Search code examples
pythonpython-polars

How to do rolling() grouped by day by hour in Polars?


Let's say you have a dataset with the following column, Node, Time, date, Hour, Amount. Time is spaced hourly. date is simply the current date corresponding to Time. You should have only one instance of a Node per hour.

Every day, for every Hour I want the average of Amount for the past 31 days in this hour. Here is the first thing I tried:

df.rolling('Time', period='31d', group_by=['date', 'Hour']).agg(pl.col('Amount').mean())

I expected to get back one row per Hour per day, but I got the same amount of rows as the original df:

enter image description here

What is it calculating exactly here and how can I do what I want it to do?

Thanks!


Solution

  • The answer from @keraion is the closest, but unfortunately it is super slow when you have a lot of rows and also fill up 128GB of ram in 5s. 2000 nodes per hour, which gives around 17_520_000 rows per year...

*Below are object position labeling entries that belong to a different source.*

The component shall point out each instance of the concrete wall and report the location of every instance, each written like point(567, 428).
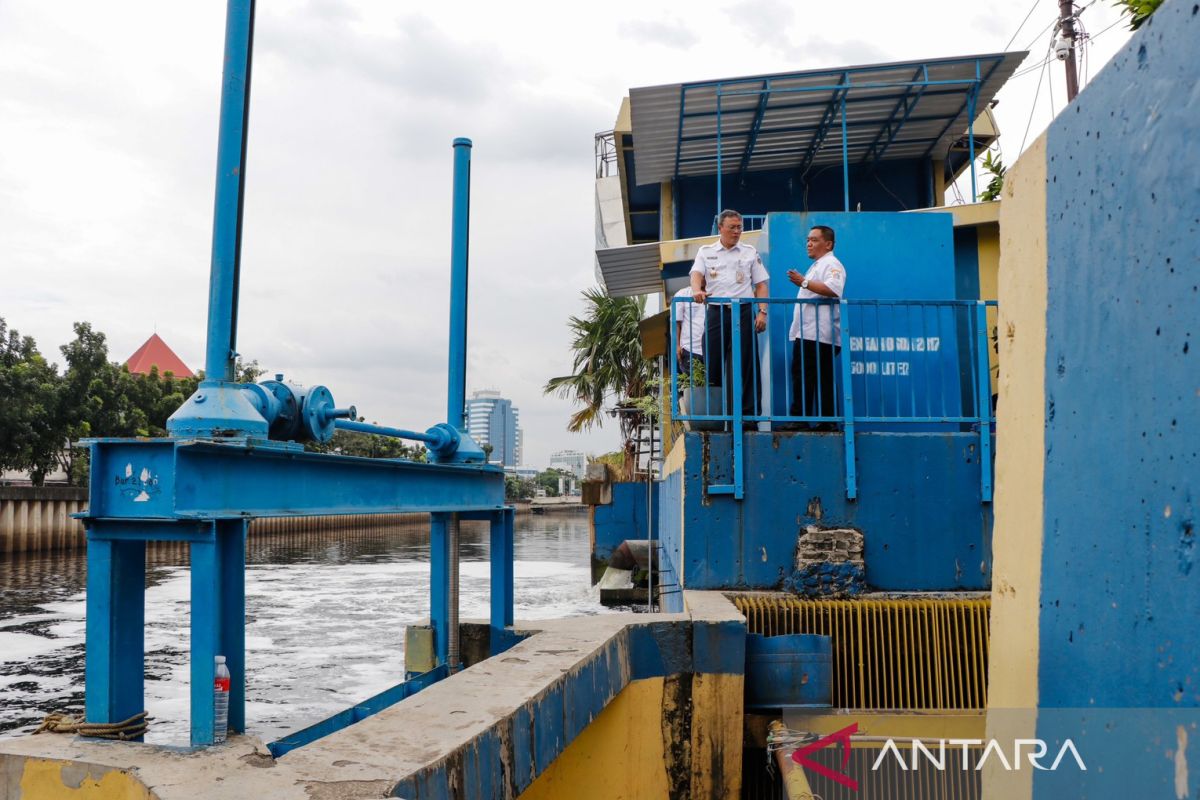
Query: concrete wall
point(37, 518)
point(918, 506)
point(1096, 589)
point(525, 721)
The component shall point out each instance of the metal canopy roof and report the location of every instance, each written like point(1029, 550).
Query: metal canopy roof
point(795, 120)
point(630, 271)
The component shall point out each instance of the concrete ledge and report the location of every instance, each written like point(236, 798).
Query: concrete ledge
point(486, 732)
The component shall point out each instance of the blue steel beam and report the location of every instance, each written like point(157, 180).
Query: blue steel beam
point(115, 631)
point(755, 126)
point(856, 70)
point(805, 128)
point(822, 103)
point(966, 102)
point(222, 342)
point(163, 479)
point(827, 119)
point(903, 103)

    Here is the solution I came up with which is fast. I calculate the mean in two steps. First group_by date and hour and calculate the sum of Amount and the count. This is only for a single day though. Then I can do a rolling of the last 31 days and calculate the mean by using the accumulated sum and count I had calculated by day:

    (
        df
        .lazy()
        .group_by('date', 'Hour')
        .agg(
            AmountSum = pl.col('Amount').sum(),
            AmountCount = pl.len()
        )
        .sort('date', 'Hour')
        .rolling('date', period=f'31d', group_by=['Hour'])
        .agg(
            (pl.col('AmountSum').sum() / pl.col('AmountCount').sum()).alias('AmountMean ')
        )
        .with_columns(
            Time = (pl.col('date').cast(pl.Datetime('ns')) + pl.duration(hours=pl.col('Hour')))
        )
        .collect()
    )
    

    This gives us the mean by date by Hour for the last 31 days. This is super fast even for millions of rows. Sub 1s. I also wanted to calculate quantiles though and my trick of accumulating sums and counts per day could not work here, so instead I accumulate list of numbers and flatten it in the rolling:

    (df.lazy()
        .group_by('date', 'Hour')
        .agg(
            pl.col('Amount')
        )
        .sort('date', 'Hour')
        .rolling('date', period=f'31d', group_by=['Hour'])
        .agg(
            AmountMedian = pl.col('Amount').flatten().quantile(0.5)
        )
        .with_columns(
            Time = (pl.col('date').cast(pl.Datetime('ns')) + pl.duration(hours=pl.col('Hour')))
        )
        .collect()
    )
    

    This last solution is not as fast (takes ~11s), but allows me to calculate any function in the rolling.